USING JUPYTER NOTEBOOKS FOR VIEWING AND ANALYSING GEOSPATIAL DATA: TWO EXAMPLES FOR EMOTIONAL MAPS AND EDUCATION DATA
Keywords: Open Science, Jupyter Notebooks, Google Colab, Education Data, Emotional Maps
Abstract. This article presents two applications developed using Jupyter Notebook in the Google Colab, combining several Python libraries that enable an interactive environment to query, manipulate, analyse, and visualise spatial data. The first application is from an educational context within the MAPFOR project, aiming to elaborate an interactive map of the spatial distributions of teachers with higher education degrees or pedagogical complementation per vacancies in higher education courses. The Jupyter solutions were applied in MAPFOR to better communicate within the research team, mainly in the development area. The second application is a framework to analyse and visualise collaborative emotional mapping data in urban mobility, where the emotions were collected and represented through emojis.
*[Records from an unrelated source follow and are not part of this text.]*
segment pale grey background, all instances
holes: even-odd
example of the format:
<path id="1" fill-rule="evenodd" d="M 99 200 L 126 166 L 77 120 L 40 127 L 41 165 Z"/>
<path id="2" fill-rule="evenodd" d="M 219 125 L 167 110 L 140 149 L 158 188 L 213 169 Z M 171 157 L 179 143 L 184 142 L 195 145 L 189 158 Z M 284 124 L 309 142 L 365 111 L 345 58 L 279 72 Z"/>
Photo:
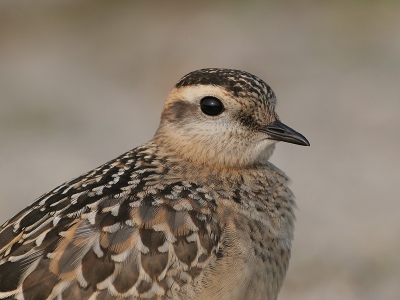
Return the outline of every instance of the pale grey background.
<path id="1" fill-rule="evenodd" d="M 150 139 L 176 81 L 263 78 L 311 147 L 280 299 L 399 299 L 398 1 L 0 2 L 0 223 Z"/>

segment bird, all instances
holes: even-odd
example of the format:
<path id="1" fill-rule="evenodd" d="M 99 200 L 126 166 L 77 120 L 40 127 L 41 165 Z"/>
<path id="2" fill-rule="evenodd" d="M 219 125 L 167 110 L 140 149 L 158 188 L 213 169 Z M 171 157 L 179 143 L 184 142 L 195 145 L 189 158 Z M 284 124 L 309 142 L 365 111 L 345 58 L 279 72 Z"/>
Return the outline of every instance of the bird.
<path id="1" fill-rule="evenodd" d="M 259 77 L 200 69 L 154 137 L 0 227 L 0 299 L 277 299 L 296 208 L 269 162 L 282 123 Z"/>

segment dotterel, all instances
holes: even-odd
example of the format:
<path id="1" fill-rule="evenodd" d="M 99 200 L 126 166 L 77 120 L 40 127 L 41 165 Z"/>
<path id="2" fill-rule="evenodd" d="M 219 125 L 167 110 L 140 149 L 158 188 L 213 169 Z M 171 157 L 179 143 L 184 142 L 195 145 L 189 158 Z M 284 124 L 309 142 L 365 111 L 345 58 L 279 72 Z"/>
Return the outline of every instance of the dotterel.
<path id="1" fill-rule="evenodd" d="M 295 202 L 268 159 L 309 143 L 275 103 L 247 72 L 184 76 L 152 140 L 0 227 L 0 299 L 276 299 Z"/>

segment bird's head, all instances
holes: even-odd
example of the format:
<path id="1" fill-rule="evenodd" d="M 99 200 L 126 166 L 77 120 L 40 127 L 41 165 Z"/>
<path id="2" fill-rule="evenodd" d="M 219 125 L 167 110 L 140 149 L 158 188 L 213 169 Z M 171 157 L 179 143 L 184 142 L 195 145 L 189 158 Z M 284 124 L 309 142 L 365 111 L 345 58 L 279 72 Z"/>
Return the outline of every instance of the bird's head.
<path id="1" fill-rule="evenodd" d="M 154 140 L 193 163 L 232 168 L 267 161 L 278 141 L 309 146 L 275 104 L 272 89 L 247 72 L 194 71 L 169 94 Z"/>

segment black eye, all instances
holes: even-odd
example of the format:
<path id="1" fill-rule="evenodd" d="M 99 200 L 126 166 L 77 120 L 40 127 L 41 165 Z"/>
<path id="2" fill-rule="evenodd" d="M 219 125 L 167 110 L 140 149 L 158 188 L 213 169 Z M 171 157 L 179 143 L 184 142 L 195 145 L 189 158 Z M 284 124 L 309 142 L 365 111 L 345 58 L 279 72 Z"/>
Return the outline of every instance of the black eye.
<path id="1" fill-rule="evenodd" d="M 209 116 L 219 115 L 224 110 L 222 102 L 214 97 L 205 97 L 201 99 L 200 107 L 201 111 Z"/>

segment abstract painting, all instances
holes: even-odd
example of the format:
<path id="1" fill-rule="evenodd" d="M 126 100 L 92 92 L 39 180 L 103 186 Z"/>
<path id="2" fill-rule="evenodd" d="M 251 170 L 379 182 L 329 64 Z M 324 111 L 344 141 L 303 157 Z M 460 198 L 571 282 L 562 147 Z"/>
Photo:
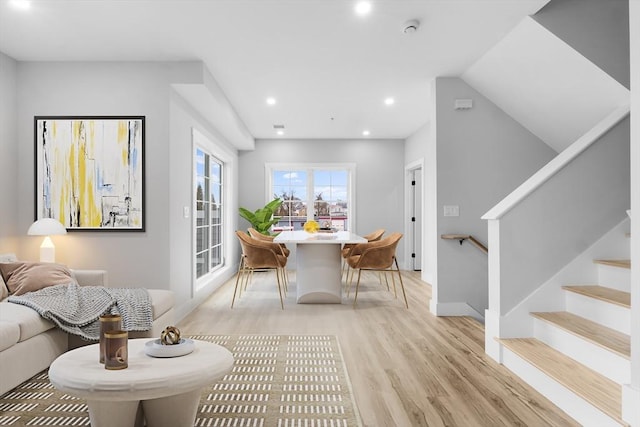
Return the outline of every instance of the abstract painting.
<path id="1" fill-rule="evenodd" d="M 36 116 L 36 219 L 144 231 L 144 116 Z"/>

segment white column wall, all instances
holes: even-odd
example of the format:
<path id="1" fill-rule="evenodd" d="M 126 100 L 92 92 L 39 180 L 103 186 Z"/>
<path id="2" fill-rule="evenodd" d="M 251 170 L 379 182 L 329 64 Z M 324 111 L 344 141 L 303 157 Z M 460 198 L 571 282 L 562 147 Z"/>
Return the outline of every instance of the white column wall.
<path id="1" fill-rule="evenodd" d="M 15 252 L 18 227 L 18 64 L 0 52 L 0 253 Z"/>
<path id="2" fill-rule="evenodd" d="M 629 1 L 631 64 L 631 384 L 622 416 L 640 426 L 640 0 Z"/>

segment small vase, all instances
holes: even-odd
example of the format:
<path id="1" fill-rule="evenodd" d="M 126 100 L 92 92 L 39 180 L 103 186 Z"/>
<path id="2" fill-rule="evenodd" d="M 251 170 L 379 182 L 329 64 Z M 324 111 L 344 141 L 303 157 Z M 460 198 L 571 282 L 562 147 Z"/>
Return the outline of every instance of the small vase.
<path id="1" fill-rule="evenodd" d="M 119 314 L 100 316 L 100 363 L 104 363 L 104 333 L 122 329 L 122 318 Z"/>
<path id="2" fill-rule="evenodd" d="M 127 331 L 106 331 L 104 333 L 105 369 L 117 370 L 129 366 L 128 340 Z"/>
The computational notebook was applied in this emotional mapping to enable the interaction of users, without a SQL background, with spatial data stored in a database through widgets to analyse and visualise emotional spatial data. We developed these different contexts in a Jupyter Notebook to practice the FAIR principles, promote the Open Science movement, and Open Geospatial Resources. Finally, we aim to demonstrate the potential of using a mix of open geospatial technologies for generating solutions that disseminate geographic information.